To assess how aridity-driven differences in each type of vital rate contributed to RIE values, we used a similar approach. In these calculations, λ_s values were generated using site-specific values of the focal species interaction on all vital rates, but only the focal vital rate had site-specific rainfall and block effects. Values for all nonfocal species interactions, as well as rainfall and block values for nonfocal vital rates, were set to mean values across both sites. Note that variance in growth was always set to mean values. In this way, we isolated the effect of rainfall (assuming that block effects were driven by rainfall) and each focal species interaction on each focal vital rate, and then used the resulting λ_s values to calculate RIE. Comparing these modified RIE values to the unmodified RIE for an interaction gives the fractional contribution of each vital rate to the total RIE.

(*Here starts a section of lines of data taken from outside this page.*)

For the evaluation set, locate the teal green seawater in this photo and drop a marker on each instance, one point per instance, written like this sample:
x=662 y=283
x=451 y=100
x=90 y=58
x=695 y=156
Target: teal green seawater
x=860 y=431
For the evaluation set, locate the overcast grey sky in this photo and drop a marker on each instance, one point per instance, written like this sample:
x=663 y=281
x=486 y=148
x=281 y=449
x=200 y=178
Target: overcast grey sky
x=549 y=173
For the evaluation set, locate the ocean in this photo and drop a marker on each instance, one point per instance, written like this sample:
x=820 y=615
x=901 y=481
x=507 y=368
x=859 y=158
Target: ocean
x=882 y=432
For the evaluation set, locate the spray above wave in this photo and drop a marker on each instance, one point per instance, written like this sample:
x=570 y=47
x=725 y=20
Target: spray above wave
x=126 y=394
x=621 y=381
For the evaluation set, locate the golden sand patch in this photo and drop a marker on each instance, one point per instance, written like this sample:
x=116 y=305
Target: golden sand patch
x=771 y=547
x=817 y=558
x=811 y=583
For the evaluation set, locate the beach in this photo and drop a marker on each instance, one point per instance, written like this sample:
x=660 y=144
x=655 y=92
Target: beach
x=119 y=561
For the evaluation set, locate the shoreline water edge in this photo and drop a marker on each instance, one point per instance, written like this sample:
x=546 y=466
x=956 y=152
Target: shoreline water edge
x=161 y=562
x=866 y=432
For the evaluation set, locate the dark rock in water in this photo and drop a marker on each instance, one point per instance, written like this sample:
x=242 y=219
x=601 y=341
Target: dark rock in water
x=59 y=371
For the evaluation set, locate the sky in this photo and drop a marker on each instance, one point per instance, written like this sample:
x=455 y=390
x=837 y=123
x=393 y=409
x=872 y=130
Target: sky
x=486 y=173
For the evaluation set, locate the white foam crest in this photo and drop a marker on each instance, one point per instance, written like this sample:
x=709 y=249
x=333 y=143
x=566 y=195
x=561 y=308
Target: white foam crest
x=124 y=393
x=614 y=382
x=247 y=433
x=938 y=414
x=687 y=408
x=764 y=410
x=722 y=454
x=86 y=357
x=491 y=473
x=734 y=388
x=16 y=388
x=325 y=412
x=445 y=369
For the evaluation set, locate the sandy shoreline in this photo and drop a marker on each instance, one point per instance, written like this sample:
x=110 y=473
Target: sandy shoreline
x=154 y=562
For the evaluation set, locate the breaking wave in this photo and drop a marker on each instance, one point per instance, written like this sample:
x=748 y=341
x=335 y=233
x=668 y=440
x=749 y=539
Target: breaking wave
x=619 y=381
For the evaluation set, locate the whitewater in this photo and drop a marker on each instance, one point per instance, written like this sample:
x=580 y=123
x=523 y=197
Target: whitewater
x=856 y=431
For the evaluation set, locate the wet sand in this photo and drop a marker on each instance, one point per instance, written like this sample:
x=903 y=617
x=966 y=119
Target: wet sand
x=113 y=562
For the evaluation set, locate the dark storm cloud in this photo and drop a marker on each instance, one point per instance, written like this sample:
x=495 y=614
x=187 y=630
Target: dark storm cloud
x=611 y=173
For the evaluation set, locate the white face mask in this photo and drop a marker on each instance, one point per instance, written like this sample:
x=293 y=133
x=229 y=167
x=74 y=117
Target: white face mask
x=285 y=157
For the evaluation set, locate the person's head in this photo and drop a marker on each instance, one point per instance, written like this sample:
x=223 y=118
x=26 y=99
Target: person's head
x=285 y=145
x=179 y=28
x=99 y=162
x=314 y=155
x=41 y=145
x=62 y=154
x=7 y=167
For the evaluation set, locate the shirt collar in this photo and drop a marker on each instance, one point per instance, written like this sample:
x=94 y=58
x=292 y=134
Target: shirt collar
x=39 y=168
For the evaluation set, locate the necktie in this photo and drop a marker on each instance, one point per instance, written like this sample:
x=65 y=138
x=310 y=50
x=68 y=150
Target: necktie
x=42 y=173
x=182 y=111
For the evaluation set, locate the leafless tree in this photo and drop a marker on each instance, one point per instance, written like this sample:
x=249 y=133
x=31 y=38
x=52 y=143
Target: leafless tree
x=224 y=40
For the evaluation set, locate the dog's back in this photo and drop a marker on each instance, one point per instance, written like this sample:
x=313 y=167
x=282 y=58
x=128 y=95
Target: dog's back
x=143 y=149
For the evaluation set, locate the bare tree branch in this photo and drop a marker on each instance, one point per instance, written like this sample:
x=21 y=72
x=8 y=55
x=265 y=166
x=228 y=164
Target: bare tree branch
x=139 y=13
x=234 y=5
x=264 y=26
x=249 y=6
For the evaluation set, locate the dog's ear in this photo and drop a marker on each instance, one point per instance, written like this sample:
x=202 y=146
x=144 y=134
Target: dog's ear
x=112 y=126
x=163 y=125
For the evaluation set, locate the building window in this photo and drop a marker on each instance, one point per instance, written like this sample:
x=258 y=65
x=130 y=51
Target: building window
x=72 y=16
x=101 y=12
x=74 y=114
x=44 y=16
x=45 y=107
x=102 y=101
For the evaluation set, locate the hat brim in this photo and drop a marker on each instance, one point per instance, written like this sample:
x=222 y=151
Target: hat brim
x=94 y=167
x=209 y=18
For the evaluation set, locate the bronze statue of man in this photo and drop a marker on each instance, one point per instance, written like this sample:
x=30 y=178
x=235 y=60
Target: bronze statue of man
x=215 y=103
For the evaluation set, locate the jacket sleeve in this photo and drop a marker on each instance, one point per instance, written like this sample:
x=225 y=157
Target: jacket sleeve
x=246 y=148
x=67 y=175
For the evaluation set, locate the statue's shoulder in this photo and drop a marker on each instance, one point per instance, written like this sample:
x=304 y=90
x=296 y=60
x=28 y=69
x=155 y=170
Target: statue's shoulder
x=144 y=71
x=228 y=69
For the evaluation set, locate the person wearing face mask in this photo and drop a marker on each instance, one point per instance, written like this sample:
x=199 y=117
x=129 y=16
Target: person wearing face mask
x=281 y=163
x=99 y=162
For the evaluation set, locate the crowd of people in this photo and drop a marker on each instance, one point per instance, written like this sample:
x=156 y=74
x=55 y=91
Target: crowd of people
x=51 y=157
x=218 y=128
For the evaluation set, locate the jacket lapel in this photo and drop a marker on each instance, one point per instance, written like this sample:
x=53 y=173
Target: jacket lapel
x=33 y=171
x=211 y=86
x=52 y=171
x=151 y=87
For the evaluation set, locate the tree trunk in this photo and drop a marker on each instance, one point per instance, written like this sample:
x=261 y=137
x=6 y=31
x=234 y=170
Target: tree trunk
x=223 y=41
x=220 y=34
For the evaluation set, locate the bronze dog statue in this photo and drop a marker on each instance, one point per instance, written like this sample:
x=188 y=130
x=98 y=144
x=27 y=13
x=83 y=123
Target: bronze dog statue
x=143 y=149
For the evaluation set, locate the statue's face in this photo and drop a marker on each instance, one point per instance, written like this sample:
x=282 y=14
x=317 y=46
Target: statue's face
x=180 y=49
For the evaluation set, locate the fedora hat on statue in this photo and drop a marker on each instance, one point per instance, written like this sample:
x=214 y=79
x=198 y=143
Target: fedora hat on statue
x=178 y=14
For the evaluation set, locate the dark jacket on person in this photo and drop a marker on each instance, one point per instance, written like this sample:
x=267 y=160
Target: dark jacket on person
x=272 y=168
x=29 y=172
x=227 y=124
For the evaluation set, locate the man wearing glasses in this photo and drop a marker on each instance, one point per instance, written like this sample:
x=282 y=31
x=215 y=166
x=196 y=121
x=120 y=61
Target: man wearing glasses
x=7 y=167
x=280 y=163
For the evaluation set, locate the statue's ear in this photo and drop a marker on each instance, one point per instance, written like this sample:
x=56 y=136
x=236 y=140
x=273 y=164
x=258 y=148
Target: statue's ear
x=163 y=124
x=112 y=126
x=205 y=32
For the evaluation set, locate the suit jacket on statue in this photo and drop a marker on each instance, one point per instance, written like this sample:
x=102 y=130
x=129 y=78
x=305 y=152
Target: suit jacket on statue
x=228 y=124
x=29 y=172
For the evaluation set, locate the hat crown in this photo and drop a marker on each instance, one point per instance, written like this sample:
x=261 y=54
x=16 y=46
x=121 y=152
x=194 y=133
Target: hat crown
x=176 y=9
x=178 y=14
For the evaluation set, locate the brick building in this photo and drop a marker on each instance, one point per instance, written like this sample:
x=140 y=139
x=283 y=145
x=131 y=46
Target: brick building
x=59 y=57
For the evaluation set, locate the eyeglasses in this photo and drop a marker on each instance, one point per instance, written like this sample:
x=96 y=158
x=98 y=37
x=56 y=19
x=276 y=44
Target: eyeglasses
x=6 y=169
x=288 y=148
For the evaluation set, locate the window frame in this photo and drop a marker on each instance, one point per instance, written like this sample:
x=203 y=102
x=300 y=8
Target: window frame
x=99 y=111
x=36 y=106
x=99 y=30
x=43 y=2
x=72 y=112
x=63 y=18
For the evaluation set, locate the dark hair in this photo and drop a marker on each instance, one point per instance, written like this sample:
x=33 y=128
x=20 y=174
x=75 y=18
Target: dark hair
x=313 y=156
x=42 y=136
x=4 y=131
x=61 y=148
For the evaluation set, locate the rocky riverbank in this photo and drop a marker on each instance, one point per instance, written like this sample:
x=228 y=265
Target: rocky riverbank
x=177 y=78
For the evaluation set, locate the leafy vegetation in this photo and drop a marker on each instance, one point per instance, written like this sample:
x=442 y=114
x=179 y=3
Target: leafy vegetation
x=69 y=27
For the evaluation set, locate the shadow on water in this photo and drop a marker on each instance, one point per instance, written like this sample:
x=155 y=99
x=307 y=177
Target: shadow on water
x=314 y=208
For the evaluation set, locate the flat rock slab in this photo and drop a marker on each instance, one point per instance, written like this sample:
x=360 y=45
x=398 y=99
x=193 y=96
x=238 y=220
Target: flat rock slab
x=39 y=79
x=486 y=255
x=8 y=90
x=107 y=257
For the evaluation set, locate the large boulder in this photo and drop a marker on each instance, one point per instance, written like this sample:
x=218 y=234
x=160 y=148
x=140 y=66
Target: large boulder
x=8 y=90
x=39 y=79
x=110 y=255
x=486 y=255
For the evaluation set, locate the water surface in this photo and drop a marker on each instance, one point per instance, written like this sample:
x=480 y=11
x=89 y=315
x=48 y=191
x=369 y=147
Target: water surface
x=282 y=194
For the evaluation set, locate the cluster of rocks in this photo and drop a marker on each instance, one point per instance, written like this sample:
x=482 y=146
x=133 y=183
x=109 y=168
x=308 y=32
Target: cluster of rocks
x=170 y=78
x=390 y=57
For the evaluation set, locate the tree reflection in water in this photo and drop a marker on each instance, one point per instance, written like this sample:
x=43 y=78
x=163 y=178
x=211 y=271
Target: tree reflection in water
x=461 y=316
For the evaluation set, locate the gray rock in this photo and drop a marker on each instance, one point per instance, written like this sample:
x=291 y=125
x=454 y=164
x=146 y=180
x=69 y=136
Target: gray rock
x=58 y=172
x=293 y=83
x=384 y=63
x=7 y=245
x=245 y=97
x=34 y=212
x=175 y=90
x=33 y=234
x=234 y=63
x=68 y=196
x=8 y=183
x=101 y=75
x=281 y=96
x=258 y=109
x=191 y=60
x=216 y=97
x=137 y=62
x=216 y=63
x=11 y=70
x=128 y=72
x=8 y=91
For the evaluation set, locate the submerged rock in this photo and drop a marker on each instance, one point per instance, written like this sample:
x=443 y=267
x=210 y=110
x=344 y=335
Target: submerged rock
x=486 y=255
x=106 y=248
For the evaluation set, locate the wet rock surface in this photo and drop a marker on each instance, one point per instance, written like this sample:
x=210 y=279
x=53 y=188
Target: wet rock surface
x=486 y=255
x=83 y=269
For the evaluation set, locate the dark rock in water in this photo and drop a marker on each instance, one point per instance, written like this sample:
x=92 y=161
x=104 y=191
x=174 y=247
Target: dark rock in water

All data used to construct IPM projections are archived on figshare.

Supplementary Material

Supplementary File

pnas.201708436SI.pdf^{(1.8MB, pdf)}

Acknowledgments

We acknowledge funding from the Philanthropic Educational Organization Scholar Award; United Nations Educational, Scientific and Cultural Organization-L’Oréal International Fellowship; Wyoming National Aeronautics and Space Administration Space Grant; funds from the Universities of Colorado and Wyoming; National Science Foundation (NSF) Division of Environmental Biology (DEB) Grant 1311394 (with D.F.D.) (to A.M.L.); NSF Awards DEB-1355122, DEB-1457691, and IOS-1656527 (to R.M.P.); NSF DEB Early Concept Grants for Exploratory Research Grant 1547679, NSF DEB Grant 1556728, and awards from the University of Wyoming and the University of Wyoming Biodiversity Institute (to J.R.G.); NSF DEB Grant 1149980 (to T.M.P.); NSF DEB Grant 1242355 (to W.F.M. and D.F.D.); Strategic Environmental Research and Development Program Grant 15 RC01-096 (to W.F.M.); and NSF DEB Grant 1352781 (to D.F.D.). The UHURU experiment was built with a Natural Sciences and Engineering Council Research Tools and Instruments grant.

Footnotes

The authors declare no conflict of interest.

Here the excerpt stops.